Search code examples
pythonmachine-learningscikit-learnstatsmodels

Why is Sklearn R-squared different from that of statsmodels when fit_intercept=False?


I am performing linear regression using Sklearn and statsmodels.

I know that Sklearn and statsmodels produce the same result. As shown below, Sklearn and statsmodels made the same result, but the results were different even though the coefficients were the same when the intercept is zero using fit_intercept=False in Sklearn.

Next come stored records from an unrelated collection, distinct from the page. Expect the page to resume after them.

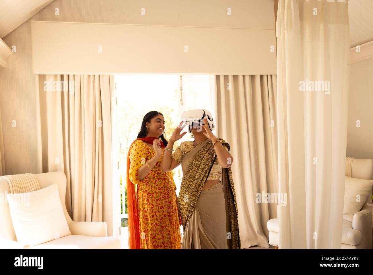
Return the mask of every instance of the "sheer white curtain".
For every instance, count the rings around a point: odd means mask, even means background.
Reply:
[[[280,248],[341,246],[350,31],[347,3],[329,1],[279,2]]]
[[[112,75],[37,75],[38,173],[63,171],[76,222],[113,219]],[[114,227],[115,226],[115,227]]]

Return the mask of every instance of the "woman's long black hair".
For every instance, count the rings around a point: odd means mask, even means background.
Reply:
[[[146,123],[149,122],[150,123],[150,120],[158,115],[160,115],[163,117],[164,117],[162,114],[156,111],[152,111],[149,112],[144,116],[144,118],[142,119],[142,122],[141,124],[141,129],[140,130],[140,132],[139,132],[139,134],[137,135],[137,138],[145,138],[146,136],[146,135],[148,134],[148,129],[146,129]],[[159,136],[159,138],[160,138],[161,140],[162,140],[162,142],[163,143],[164,146],[167,146],[168,142],[167,141],[167,140],[164,138],[164,135],[163,133],[162,133]]]

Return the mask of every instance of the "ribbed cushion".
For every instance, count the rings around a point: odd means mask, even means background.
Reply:
[[[279,232],[279,220],[278,219],[271,219],[267,222],[267,228],[268,231]]]
[[[114,237],[69,235],[30,248],[32,249],[117,249],[120,248],[120,241]]]

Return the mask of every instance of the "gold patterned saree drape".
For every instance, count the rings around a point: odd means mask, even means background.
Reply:
[[[229,144],[223,139],[219,139],[219,140],[223,145],[227,147],[229,150]],[[195,154],[183,177],[178,205],[184,230],[216,158],[216,154],[212,142],[209,140]],[[228,225],[230,228],[230,232],[227,232],[227,234],[231,238],[231,248],[240,249],[241,242],[237,220],[238,212],[232,172],[230,167],[223,170],[225,172],[223,175],[223,181],[226,183],[225,186],[229,217]]]

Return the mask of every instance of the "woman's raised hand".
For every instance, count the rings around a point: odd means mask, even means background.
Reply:
[[[173,131],[173,133],[172,133],[172,135],[171,136],[171,138],[170,138],[170,141],[173,141],[175,142],[176,140],[178,140],[179,139],[181,139],[183,137],[183,136],[186,133],[186,132],[183,133],[182,134],[181,134],[180,133],[181,132],[182,130],[184,129],[185,127],[185,124],[182,126],[183,123],[182,121],[180,122],[180,124],[179,124],[175,130]]]
[[[207,118],[205,118],[203,120],[203,122],[204,123],[205,125],[201,124],[205,129],[205,130],[206,130],[206,133],[204,133],[203,134],[210,139],[212,139],[214,138],[216,138],[216,137],[212,133],[212,132],[211,132],[211,130],[210,129],[210,127],[209,126],[209,123],[207,122]]]

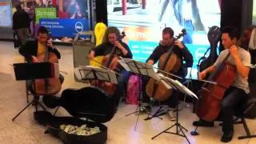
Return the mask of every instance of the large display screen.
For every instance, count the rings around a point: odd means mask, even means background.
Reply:
[[[12,1],[14,5],[21,2],[29,14],[32,20],[30,33],[34,38],[39,26],[46,26],[55,42],[72,42],[78,32],[90,30],[89,0]]]
[[[107,12],[108,26],[125,31],[134,59],[141,62],[158,45],[164,27],[171,27],[174,36],[186,29],[181,41],[194,57],[192,78],[197,78],[198,60],[210,47],[209,27],[220,26],[218,0],[108,0]]]
[[[254,0],[254,6],[253,6],[253,25],[256,25],[256,1]]]
[[[0,26],[11,27],[12,9],[10,0],[0,0]]]

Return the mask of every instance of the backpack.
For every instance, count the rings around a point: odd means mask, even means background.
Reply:
[[[127,104],[138,105],[138,98],[139,96],[139,76],[138,74],[132,74],[130,76],[127,85],[127,94],[126,97],[126,102]]]

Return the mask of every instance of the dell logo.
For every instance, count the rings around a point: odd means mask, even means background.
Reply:
[[[83,25],[81,22],[77,22],[74,24],[74,30],[79,33],[82,32],[83,30]]]

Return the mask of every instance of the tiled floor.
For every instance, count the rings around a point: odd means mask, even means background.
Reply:
[[[18,54],[17,50],[13,47],[12,42],[0,42],[0,143],[62,143],[62,142],[49,134],[45,134],[45,127],[39,126],[34,120],[34,108],[30,106],[16,120],[12,122],[12,118],[26,105],[25,83],[22,81],[15,81],[12,77],[11,64],[21,62],[23,58]],[[60,70],[67,72],[64,74],[65,82],[62,90],[66,88],[81,88],[86,86],[84,83],[75,82],[73,72],[73,53],[72,47],[57,46],[62,54],[60,60]],[[30,99],[31,98],[30,97]],[[134,144],[134,143],[187,143],[185,138],[170,134],[162,134],[154,140],[151,138],[170,126],[174,122],[168,120],[166,115],[163,118],[153,118],[144,121],[146,115],[138,117],[138,125],[136,122],[138,116],[132,114],[128,117],[125,115],[135,110],[137,106],[121,103],[117,114],[111,121],[105,123],[108,126],[107,143],[113,144]],[[157,107],[155,107],[157,108]],[[58,115],[66,115],[66,111],[61,108]],[[199,128],[200,135],[191,136],[190,132],[194,129],[192,122],[197,120],[197,116],[191,112],[190,108],[185,108],[180,111],[180,123],[188,130],[186,133],[191,143],[221,143],[219,139],[222,134],[221,127],[215,123],[214,128]],[[248,119],[247,124],[250,132],[256,134],[256,121]],[[170,131],[175,130],[174,128]],[[238,136],[245,134],[242,125],[234,126],[234,138],[230,143],[256,143],[256,138],[238,140]]]

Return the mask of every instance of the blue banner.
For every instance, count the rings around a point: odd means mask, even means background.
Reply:
[[[90,30],[88,19],[42,18],[39,25],[46,26],[53,37],[74,38],[78,32]]]

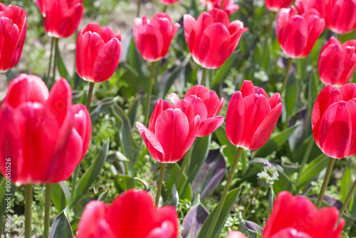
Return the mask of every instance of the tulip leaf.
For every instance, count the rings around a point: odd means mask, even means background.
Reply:
[[[211,150],[198,172],[192,189],[194,196],[200,195],[201,201],[209,196],[225,175],[226,165],[219,150]]]
[[[65,211],[63,211],[56,217],[51,228],[49,238],[73,238],[72,227],[69,223]]]
[[[220,213],[220,216],[219,216],[218,221],[216,222],[216,224],[215,225],[215,228],[214,229],[214,232],[211,238],[217,238],[219,237],[219,234],[220,234],[220,232],[223,229],[224,225],[226,222],[227,217],[229,217],[229,214],[231,211],[232,207],[234,206],[234,204],[235,203],[235,201],[239,197],[239,195],[240,194],[241,191],[241,187],[239,187],[238,188],[232,190],[227,194],[226,200],[224,203],[221,212]],[[216,209],[218,205],[219,204],[216,205],[216,207],[215,207],[211,213],[209,214],[209,215],[205,220],[205,222],[204,222],[197,238],[206,237],[209,227],[211,226],[213,217],[215,215],[215,213],[216,212]]]
[[[59,212],[68,205],[70,197],[69,189],[64,181],[53,184],[51,186],[51,200]]]
[[[109,139],[108,138],[103,145],[100,151],[99,151],[96,155],[96,157],[92,165],[89,167],[89,169],[85,171],[84,175],[80,178],[79,183],[76,187],[75,191],[74,191],[73,200],[70,201],[70,205],[74,205],[81,195],[83,194],[96,180],[98,175],[99,175],[103,167],[104,166],[108,150]]]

Can you explain the reason? Or give me any method when I use fit_intercept=False in Sklearn.

import numpy as np
import statsmodels.api as sm
from sklearn.linear_model import LinearRegression

# dummy data:
y = np.array([1,3,4,5,2,3,4])
X = np.array(range(1,8)).reshape(-1,1) # reshape to column

# intercept is not zero : the result are the same
# scikit-learn:
lr = LinearRegression()
lr.fit(X,y)
print(lr.score(X,y))
# 0.16118421052631582

# statsmodels
X_ = sm.add_constant(X)
model = sm.OLS(y,X_)
results = model.fit()
print(results.rsquared)
# 0.16118421052631582

# intercept is zero : the result are different
# scikit-learn:
lr = LinearRegression(fit_intercept=False)
lr.fit(X,y)
print(lr.score(X,y))
# -0.4309210526315792

# statsmodels
model = sm.OLS(y,X)
results = model.fit()
print(results.rsquared)
# 0.8058035714285714

Solution

  • The inconsistency is due to the fact that statsmodels uses different formulas to calculate the R-squared depending on whether the model includes an intercept or not. If the intercept is included, statsmodels divides the sum of squared residuals by the centered total sum of squares, while if the intercept is not included, statsmodels divides the sum of squared residuals by the uncentered total sum of squares. This means that statsmodels uses the following formula to calculate the R-squared, which can be found in the documentation:

    import numpy as np
    
    def rsquared(y_true, y_pred, fit_intercept=True):
        '''
        Statsmodels R-squared, see https://www.statsmodels.org/dev/generated/statsmodels.regression.linear_model.RegressionResults.rsquared.html.
        '''
        if fit_intercept:
            return 1 - np.sum((y_true - y_pred) ** 2) / np.sum((y_true - np.mean(y_true)) ** 2)
        else:
            return 1 - np.sum((y_true - y_pred) ** 2) / np.sum(y_true ** 2)
    

    On the other hand, sklearn always uses the centered total sum of squares at the denominator, regardless of whether the intercept is actually included in the model or not (i.e. regardless of whether fit_intercept=True or fit_intercept=False). See also this answer.

    import numpy as np
    import statsmodels.api as sm
    from sklearn.linear_model import LinearRegression
    
    def rsquared(y_true, y_pred, fit_intercept=True):
        '''
        Statsmodels R-squared, see https://www.statsmodels.org/dev/generated/statsmodels.regression.linear_model.RegressionResults.rsquared.html.
        '''
        if fit_intercept:
            return 1 - np.sum((y_true - y_pred) ** 2) / np.sum((y_true - np.mean(y_true)) ** 2)
        else:
            return 1 - np.sum((y_true - y_pred) ** 2) / np.sum(y_true ** 2)
    
    # dummy data:
    y = np.array([1, 3, 4, 5, 2, 3, 4])
    X = np.array(range(1, 8)).reshape(-1, 1) # reshape to column
    
    # intercept is not zero: the result are the same
    # scikit-learn:
    lr = LinearRegression(fit_intercept=True)
    lr.fit(X, y)
    print(lr.score(X, y))
    # 0.16118421052631582
    print(rsquared(y, lr.predict(X), fit_intercept=True))
    # 0.16118421052631582
    
    # statsmodels
    X_ = sm.add_constant(X)
    model = sm.OLS(y, X_)
    results = model.fit()
    print(results.rsquared)
    # 0.16118421052631582
    print(rsquared(y, results.fittedvalues, fit_intercept=True))
    # 0.16118421052631593
    
    # intercept is zero: the result are different
    # scikit-learn:
    lr = LinearRegression(fit_intercept=False)
    lr.fit(X, y)
    print(lr.score(X, y))
    # -0.4309210526315792
    print(rsquared(y, lr.predict(X), fit_intercept=True))
    # -0.4309210526315792
    print(rsquared(y, lr.predict(X), fit_intercept=False))
    # 0.8058035714285714
    
    # statsmodels
    model = sm.OLS(y, X)
    results = model.fit()
    print(results.rsquared)
    # 0.8058035714285714
    print(rsquared(y, results.fittedvalues, fit_intercept=False))
    # 0.8058035714285714